Extraction of random behavior of dynamic systems under the influence of the uncertainty associated with modeling error is a major challenge. In the present study, Random Matrix Theory (RMT) is applied to simulate this type of uncertainty in rotor shafts of high-speed rotordynamic systems. For this purpose, simulation of a random matrix is carried out based on the nonparametric approach followed by the determination of the mean model and dispersion parameters. The mean model is determined by extracting the mechanical and dimensional parameters of 15 rotor shaft samples via exact dimensional measurements and Experimental Modal Analysis (EMA). In this study, presenting the Difference Measure (DM) value, the dispersion parameters of the mass and stiffness of the rotor shafts are exploited.
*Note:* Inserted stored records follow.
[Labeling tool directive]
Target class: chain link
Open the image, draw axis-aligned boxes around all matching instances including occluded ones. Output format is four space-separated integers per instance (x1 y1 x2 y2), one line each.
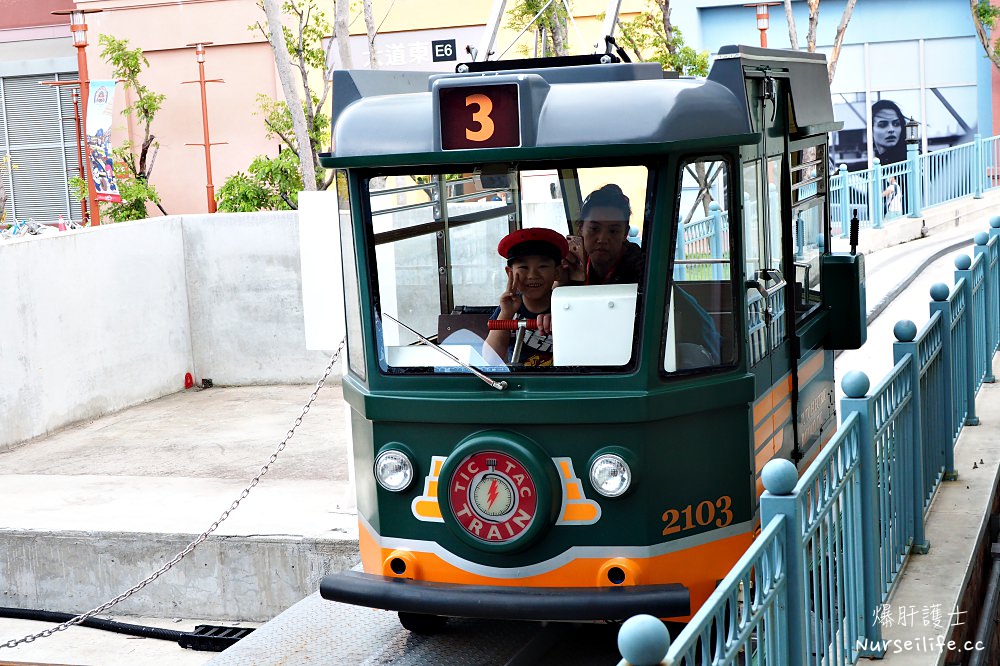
0 338 346 649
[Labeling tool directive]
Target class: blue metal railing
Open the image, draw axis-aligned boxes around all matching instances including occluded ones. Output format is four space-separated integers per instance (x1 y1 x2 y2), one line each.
619 215 1000 666
830 134 1000 238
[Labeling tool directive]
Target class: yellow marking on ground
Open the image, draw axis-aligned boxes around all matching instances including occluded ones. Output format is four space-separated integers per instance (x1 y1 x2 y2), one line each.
559 502 597 523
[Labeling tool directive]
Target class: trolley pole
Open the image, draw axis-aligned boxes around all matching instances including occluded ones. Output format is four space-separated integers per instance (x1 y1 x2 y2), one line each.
72 90 87 222
51 9 103 227
41 79 88 223
183 42 226 213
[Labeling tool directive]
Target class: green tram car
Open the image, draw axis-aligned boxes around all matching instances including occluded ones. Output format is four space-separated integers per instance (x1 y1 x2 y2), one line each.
321 46 865 630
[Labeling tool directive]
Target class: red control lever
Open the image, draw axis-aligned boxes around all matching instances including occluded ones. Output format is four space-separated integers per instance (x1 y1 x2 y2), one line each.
489 319 538 331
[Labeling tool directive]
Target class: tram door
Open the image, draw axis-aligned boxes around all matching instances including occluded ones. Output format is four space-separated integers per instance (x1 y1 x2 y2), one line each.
742 70 797 466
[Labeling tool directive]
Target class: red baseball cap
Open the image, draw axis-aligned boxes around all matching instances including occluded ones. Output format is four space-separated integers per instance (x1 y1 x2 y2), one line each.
497 227 569 263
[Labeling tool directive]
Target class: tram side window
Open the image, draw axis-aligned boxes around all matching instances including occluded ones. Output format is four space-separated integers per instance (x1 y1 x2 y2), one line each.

In this research, by minimizing the DM value as an objective function, domain variations and probability density distribution of the uncertain response (rotor shaft natural frequencies in this paper) obtained from the EMA and RMT are coincided simultaneously. The simulation process of a random matrix is fulfilled using the direct Monte Carlo simulation and minimization of the DM parameter is performed using Bee’s Algorithm (BA). It is demonstrated that this swarm intelligence-based algorithm provides an approach to extract optimal and accurate dispersion parameters in RMT implementation. The results show that the calculated dispersion parameters are in good agreement with the experimental data and the BA-based method is effective.